Trade paper Schools Week had it all:
On Peckham: "Staff spent no end of time trying to get people into accommodation, night-by-night, and provide them food from a food bank because they don’t have cooking facilities".
On mental health: "Somebody needs to do something about the structure and resourcing of provision for mental health in local authorities and also for special needs. They’re stretched to hell, they can’t deliver. It’s not just about money, it’s about money and reform."
On outcomes: “For me, any government worth the title – whichever colour it is – would be addressing that head on and having a national debate about what we’re going to do with the underachievement of some key groups [he was particularly talking about disadvantaged white children] that do really, really badly". This is a “perennial problem that clearly is a criminal waste of talent. If we’re going to be a country that competes with the best in the world, we can’t be writing off a large section of our population.”
On knife crime: "Endemic" in some London boroughs but “we don’t hear much about it other than we see the faces on the television of the latest kid who’s been stabbed. If this was in Surrey we’d be seeing it and hearing about it. We’re not seeing and hearing about it when it’s in Southwark or Croydon. What’s the strategy to tackle knife crime?”
On the whole boiling: “We now need more than education. We need the other services as well, and somebody needs to find a solution to that in policy terms rather than ignore it.”
Well, that covers the ground. I bet they’re sorry they invited him. I wonder what will happen next? Oh, sorry, we know: an announcement abut mobile phones that is years out of date, and something about reforming A levels, as if this government had time to eat that particular elephant. The whole will-he won’t-he HS2 debacle is calculated to obscure these concerns. As long as people are talking about trains, they’re not talking about any of the above. Hats orf to you, Sir.
Someone sent me a favourite quote from Kafka last week, from the Zurau Aphorisms of 1917-18:
Leopards break into the temple and drink all the sacrificial vessels dry; it keeps happening ; in the end, it can be calculated in advance and is incorporated into the ritual.

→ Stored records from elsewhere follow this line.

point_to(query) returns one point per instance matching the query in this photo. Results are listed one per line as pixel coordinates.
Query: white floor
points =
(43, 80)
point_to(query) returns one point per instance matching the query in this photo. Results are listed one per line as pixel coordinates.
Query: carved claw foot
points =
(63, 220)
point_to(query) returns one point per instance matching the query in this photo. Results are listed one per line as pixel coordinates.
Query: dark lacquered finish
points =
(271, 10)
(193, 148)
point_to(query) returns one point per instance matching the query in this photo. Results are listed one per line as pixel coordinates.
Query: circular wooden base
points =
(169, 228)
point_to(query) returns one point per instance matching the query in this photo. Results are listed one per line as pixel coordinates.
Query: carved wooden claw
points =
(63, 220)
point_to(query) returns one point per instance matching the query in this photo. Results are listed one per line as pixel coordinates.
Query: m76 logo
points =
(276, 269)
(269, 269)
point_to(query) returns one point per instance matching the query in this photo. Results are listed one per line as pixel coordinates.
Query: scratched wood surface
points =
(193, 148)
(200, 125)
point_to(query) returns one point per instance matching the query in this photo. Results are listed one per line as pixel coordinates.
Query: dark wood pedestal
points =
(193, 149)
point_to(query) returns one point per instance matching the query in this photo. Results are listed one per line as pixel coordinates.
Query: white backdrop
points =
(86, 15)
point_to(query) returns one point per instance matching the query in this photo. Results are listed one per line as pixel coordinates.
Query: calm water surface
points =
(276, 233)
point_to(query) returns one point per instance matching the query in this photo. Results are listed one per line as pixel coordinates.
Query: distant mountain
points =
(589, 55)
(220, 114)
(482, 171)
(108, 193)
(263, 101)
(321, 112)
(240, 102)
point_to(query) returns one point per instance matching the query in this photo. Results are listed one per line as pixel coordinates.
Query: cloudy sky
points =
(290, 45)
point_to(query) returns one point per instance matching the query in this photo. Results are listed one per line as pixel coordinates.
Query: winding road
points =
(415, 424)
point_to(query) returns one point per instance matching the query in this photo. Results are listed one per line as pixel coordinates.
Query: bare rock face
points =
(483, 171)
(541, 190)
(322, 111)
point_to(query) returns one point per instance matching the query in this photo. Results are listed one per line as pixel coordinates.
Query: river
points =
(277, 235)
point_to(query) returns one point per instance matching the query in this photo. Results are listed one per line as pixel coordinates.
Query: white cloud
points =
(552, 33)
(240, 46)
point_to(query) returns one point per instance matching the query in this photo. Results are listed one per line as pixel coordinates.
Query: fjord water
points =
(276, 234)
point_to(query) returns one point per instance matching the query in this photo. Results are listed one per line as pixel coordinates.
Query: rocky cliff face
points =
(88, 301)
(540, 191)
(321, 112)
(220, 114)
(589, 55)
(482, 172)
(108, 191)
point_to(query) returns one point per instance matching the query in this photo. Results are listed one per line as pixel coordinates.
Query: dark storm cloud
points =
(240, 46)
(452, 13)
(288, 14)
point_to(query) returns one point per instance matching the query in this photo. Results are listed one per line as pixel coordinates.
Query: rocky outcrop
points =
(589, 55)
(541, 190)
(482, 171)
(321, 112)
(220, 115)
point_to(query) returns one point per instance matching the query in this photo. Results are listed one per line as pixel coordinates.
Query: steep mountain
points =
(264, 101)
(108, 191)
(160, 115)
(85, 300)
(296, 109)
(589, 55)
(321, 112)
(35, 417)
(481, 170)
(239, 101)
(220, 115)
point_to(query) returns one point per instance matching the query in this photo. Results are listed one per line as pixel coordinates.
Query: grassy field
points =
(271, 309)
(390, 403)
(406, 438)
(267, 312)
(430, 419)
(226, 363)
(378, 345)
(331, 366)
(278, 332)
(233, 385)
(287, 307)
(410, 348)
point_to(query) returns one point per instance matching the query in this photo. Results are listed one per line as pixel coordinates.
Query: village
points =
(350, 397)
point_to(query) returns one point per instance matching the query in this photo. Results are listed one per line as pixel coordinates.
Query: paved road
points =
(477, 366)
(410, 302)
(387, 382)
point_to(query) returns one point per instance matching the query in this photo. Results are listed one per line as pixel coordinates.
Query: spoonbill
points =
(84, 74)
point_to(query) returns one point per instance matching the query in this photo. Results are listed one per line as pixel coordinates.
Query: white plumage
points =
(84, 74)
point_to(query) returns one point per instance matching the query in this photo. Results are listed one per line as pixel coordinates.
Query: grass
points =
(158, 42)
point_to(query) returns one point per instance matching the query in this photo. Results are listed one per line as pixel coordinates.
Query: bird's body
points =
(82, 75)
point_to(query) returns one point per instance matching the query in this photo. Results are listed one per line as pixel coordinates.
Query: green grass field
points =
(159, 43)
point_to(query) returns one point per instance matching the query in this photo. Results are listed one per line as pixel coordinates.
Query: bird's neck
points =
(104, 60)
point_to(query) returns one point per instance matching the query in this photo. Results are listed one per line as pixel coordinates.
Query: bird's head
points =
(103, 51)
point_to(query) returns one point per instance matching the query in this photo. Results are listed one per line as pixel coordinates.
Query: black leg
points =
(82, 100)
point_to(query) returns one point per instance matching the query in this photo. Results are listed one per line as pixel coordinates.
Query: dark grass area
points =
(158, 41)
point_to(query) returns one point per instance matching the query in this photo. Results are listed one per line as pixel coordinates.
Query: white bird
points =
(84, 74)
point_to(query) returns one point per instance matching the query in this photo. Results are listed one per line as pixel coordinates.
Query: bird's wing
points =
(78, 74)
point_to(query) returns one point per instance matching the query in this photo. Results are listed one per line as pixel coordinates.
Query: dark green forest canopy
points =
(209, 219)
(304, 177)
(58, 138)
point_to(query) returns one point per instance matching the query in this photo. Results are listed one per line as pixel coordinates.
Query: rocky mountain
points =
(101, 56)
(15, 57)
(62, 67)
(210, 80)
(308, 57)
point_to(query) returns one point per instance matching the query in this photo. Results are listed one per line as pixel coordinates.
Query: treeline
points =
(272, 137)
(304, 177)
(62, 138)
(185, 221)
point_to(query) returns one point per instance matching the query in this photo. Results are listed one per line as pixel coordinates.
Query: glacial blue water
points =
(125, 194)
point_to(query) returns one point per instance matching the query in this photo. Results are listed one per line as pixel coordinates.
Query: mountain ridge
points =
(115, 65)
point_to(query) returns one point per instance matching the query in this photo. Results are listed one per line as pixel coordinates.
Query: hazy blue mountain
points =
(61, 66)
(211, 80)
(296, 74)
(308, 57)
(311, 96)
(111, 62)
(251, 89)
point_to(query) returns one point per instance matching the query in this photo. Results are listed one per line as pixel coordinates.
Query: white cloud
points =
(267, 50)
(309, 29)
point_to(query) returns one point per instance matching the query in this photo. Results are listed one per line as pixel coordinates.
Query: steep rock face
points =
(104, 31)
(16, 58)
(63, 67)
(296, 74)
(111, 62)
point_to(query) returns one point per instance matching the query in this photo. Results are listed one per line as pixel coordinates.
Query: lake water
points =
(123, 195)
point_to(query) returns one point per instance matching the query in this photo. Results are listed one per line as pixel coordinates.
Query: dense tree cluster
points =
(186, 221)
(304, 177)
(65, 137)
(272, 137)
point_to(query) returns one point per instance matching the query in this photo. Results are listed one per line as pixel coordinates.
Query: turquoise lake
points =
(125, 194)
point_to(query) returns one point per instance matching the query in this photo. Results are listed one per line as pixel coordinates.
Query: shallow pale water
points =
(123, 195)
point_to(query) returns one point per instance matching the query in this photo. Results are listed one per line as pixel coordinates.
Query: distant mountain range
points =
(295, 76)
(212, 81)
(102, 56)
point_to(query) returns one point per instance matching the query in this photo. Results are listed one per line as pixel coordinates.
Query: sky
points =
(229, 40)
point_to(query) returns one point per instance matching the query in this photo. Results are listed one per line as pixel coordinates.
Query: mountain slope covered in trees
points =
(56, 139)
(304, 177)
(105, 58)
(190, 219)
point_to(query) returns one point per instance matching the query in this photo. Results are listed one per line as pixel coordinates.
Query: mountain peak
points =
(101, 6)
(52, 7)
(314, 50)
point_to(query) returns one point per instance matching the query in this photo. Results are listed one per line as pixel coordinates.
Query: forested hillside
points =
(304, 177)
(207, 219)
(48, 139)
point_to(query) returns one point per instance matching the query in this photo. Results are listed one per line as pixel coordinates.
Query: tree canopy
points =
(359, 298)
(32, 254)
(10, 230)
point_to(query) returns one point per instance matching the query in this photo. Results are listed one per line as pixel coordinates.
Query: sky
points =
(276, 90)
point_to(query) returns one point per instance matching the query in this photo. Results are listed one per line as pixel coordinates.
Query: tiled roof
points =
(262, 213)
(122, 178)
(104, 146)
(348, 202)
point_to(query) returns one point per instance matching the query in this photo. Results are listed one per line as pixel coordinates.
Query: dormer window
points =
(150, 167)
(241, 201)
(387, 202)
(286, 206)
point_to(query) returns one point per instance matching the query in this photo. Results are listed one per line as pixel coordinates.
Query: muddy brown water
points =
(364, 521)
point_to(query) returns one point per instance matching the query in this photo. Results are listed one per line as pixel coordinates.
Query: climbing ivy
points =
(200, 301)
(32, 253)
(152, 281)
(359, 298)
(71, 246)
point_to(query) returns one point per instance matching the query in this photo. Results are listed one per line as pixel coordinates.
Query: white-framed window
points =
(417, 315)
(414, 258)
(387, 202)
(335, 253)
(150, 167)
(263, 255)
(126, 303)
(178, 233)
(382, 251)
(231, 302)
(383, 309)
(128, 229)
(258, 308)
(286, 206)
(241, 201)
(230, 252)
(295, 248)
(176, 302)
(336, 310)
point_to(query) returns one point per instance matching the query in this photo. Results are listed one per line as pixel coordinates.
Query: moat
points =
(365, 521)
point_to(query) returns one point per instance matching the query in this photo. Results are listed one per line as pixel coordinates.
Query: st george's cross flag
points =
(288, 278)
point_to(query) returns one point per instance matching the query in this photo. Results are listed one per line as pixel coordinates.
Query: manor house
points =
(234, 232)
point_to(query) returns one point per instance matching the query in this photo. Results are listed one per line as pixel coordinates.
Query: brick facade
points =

Mind, I’d better be careful. The Guardian’s found out that the DfE are keeping tabs on educators criticising government policy on social media and leaning on organisers to cancel conferences with potentially critical speakers. Have a look at this. Kafka? Orwell? Stalin? Mao? What do they think they’re doing? And who for? How will they cancel Sir Dan?
Head of PE leapt up the stairs behind the puffing Year 7s and I asked what on earth he’d done to them. He opined that some will need to work hard on their fitness, but that’s what PE’s for. It’ll take time and patience, good people and encouragement, thought and determination to help, but that’s his stock-in-trade.
It’s time to redefine what we want from education and what we hope for all our children. It's time to spend the nation’s money correctly, for the future. It's time to stop factoring in despair as an unavoidable part of British life.
We can get leopards out of the temple.